Rate hikes are about to get real
One of the most important numbers in the financial world — the yield on the 10-year Treasury note — is about to cross a major milestone.
Driving the news: Real 10-year Treasury yields — that is, bond yields after adjusting for inflation — are poised to scramble back into positive territory for the first time since the pandemic hit.
Why it matters: This is the moment when the Fed's effort to slow the economy by hiking rates actually begins to pinch — in real life.
State of play: The conventional measure of real yields — the yield on a special kind of Treasury note that's adjusted for inflation — has risen sharply, from roughly negative 1% in early March to negative 0.07% yesterday.
How it works: When real rates on Treasuries are negative, savers — including investors and business leaders — who buy government bonds basically lose a bit of money on the deal. That makes saving unattractive, compared to spending. So people tend to spend and the economy tends to strengthen.

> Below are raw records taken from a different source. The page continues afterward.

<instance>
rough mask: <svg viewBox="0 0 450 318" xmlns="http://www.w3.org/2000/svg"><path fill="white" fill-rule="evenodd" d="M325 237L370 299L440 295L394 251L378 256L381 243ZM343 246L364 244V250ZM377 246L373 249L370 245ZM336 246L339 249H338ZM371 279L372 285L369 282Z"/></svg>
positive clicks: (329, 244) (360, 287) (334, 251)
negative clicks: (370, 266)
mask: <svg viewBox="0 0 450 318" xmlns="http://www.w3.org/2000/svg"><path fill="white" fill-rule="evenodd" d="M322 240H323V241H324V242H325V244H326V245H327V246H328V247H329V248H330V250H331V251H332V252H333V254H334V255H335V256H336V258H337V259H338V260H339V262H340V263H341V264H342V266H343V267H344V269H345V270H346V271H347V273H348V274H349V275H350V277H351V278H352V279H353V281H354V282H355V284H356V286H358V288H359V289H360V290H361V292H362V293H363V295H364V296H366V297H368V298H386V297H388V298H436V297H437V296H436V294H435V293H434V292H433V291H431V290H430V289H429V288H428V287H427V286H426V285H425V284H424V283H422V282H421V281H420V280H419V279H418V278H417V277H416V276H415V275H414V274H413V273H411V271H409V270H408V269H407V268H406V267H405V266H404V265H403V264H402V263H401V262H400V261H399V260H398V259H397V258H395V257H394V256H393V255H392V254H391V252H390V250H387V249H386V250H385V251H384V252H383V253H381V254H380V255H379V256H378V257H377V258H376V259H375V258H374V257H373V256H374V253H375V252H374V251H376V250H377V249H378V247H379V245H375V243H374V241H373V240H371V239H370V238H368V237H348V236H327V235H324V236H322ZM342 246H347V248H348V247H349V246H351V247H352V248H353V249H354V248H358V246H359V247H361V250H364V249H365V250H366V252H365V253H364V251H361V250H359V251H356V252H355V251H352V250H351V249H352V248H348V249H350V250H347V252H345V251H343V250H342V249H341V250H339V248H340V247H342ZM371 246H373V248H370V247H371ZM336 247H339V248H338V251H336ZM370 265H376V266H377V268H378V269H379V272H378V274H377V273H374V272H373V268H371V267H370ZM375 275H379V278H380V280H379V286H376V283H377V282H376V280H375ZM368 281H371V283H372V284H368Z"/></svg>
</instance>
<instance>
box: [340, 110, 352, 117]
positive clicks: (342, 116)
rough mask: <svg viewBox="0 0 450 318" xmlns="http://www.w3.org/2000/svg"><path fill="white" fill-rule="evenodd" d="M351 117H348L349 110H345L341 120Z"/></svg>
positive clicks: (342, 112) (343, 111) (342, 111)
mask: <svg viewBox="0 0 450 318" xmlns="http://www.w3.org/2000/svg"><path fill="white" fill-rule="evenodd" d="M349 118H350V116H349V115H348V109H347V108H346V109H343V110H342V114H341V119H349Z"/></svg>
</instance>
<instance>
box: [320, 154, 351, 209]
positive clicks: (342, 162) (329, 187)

- When real rates go positive, it means savers can actually make a bit of money via the interest on their savings. They have a reason to save more — and spend less — which can take some of the wind out of the economy's sails.
The bottom line: This isn't like an on/off switch for the economy — but once rates go positive, it does mean we can expect to see the Fed's rate hikes start influencing actual economic activity, at least a bit more.